Disabling auto-promote is good, I like that idea, but I don't get the "new pops promote as normal" part, particularly how it meshes together with disabling auto-promote at the same time. Can you explain further on this?
The main thing that can jar your developing planetary economy is adding specialist jobs en mass. You get hit for the specialist's production inputs plus the resource output lost when your workers promoted.
For example, adding a little alloy production to a mining world can do the following: Alloy foundry comes online, adding 2 specialist jobs. 2 miners immediately take those jobs. Your economy immediately loses a net of ~20-24 mineral production as a result. 12 from the two metallurgists and then 4-6 for each miner, depending on early game bonuses.
By making new pops automatically fill the highest strata jobs, you slowly ramp up the resource demands of the specialist industry you are developing without losing any of the existing worker production. This means you have a smooth change to your economy with only 1 UI interaction, rather than having to enable jobs as you want them.
I think this will only work when you can set the priority of jobs before the actual building providing that job gets built. That will clutter the already small, cluttered UI.
There is a lot of usable space in the job tap, right next to the existing controls. You can convey priority with a number and relative position of the jobs.
As I said above, most problems can be solved by making more intelligent macro level decisions. Introducing more micro so that you don't have to put more thought into your worker/specialist balance and job/pop balance isn't the answer.
Macro level management is the best way to manage this issue now, but requires quite a bit of checking on colonies, which is time the player could be doing something else. If I know what my colony should look like and have the resources to pour into it now, why can't I queue up development and not have to worry about the colony's economy turning into a trainwreck because I added all the spec jobs in this queue rather than coming back and adding 2 more jobs every 5 years.

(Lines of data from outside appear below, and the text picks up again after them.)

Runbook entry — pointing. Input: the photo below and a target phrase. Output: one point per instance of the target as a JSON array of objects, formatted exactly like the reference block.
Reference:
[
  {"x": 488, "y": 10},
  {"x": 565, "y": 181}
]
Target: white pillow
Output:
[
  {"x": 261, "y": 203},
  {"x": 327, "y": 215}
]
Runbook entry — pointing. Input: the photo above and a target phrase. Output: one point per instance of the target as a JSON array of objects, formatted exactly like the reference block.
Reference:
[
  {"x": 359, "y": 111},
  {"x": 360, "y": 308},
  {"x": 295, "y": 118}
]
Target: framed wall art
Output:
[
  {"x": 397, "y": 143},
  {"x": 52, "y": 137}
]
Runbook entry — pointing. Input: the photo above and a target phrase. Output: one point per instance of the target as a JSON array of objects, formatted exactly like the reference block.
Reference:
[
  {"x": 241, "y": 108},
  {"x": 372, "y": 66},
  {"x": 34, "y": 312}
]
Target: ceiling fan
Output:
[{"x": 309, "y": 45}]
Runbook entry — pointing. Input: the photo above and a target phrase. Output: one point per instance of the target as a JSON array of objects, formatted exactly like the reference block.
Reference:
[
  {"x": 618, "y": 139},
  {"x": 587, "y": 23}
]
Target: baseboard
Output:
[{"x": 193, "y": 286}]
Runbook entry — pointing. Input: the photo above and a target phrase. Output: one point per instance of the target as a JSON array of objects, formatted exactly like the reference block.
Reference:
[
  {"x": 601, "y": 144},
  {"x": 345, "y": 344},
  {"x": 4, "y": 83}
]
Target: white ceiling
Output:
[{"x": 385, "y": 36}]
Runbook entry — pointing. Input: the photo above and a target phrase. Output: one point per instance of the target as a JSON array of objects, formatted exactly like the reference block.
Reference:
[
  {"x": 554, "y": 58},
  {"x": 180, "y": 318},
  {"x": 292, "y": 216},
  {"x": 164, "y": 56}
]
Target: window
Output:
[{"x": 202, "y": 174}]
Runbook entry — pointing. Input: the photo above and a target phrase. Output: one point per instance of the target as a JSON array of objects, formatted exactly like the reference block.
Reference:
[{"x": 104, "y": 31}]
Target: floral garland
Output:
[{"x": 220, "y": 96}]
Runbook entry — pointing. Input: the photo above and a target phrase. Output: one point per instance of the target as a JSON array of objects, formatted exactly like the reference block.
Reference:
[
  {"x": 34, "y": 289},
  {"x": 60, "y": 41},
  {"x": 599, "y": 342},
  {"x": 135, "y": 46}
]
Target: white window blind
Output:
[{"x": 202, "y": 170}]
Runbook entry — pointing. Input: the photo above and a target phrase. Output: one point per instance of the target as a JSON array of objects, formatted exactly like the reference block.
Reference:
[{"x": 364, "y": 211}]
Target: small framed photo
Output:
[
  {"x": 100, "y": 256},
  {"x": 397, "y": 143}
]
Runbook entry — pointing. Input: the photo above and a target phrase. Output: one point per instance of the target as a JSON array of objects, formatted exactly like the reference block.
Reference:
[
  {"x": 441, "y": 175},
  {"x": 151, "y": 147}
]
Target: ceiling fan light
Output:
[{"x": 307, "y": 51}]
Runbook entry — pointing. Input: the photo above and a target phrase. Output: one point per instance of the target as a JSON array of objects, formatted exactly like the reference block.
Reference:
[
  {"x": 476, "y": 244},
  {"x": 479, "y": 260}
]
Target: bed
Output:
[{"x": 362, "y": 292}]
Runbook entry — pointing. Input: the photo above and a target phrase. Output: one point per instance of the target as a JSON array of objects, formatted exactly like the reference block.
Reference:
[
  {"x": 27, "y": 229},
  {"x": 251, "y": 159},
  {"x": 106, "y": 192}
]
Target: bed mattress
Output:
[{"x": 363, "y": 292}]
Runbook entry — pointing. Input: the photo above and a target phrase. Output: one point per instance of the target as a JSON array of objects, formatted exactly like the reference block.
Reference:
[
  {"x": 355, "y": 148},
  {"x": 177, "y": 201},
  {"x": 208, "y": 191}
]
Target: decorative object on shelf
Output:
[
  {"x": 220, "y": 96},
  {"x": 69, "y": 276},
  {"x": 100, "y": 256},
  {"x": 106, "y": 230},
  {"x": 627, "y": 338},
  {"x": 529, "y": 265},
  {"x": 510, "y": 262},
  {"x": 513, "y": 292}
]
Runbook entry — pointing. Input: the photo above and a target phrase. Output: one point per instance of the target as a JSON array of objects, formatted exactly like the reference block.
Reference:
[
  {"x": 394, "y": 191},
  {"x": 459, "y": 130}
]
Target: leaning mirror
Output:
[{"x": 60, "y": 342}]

I think this is too simplistic. I'd want a priority system to be a bit more nuanced, like sliders for each stratum, indicating the relative weight between jobs in the stratum. For example, I may decide I want to keep 2x as many pops in miner and farmer jobs than the number in clerks. So the assignment system attempts to keep the percentage of miners/farmers double the percentage of clerk jobs filled. Pretty similar to wundergoat's idea, just with different UI.
I think that would work great, and actually preserves some of that feeling of pops not being directly controlled by the player. Idea: next to the existing +/-, put the up/down arrows and a number. All jobs start at number 3, and you can increase or decrease that number from 1 to 5, affecting job weight. You can still fully disable jobs with the +/-, but you can also affect job balance.
It doesn't create any micromanagement if you wait until you have unemployed pops before you build a new building.
Checking back on planets is still micro, even if that is cycling through sectors in the outliner to see if there are unemployed pops.
Promotion Policy:
Liberal - Current system. Anyone can promote.
Balanced - Fills the building, but takes workers from whatever monthly resource is highest.
Limited - Only unemployed fill building slots.
I feel like this issue is about how to better control how jobs get allocated, which can be handled now through funky controls and lots of micromanagement. Therefore it is a UI issue and access to better UI should not be influenced by game decisions.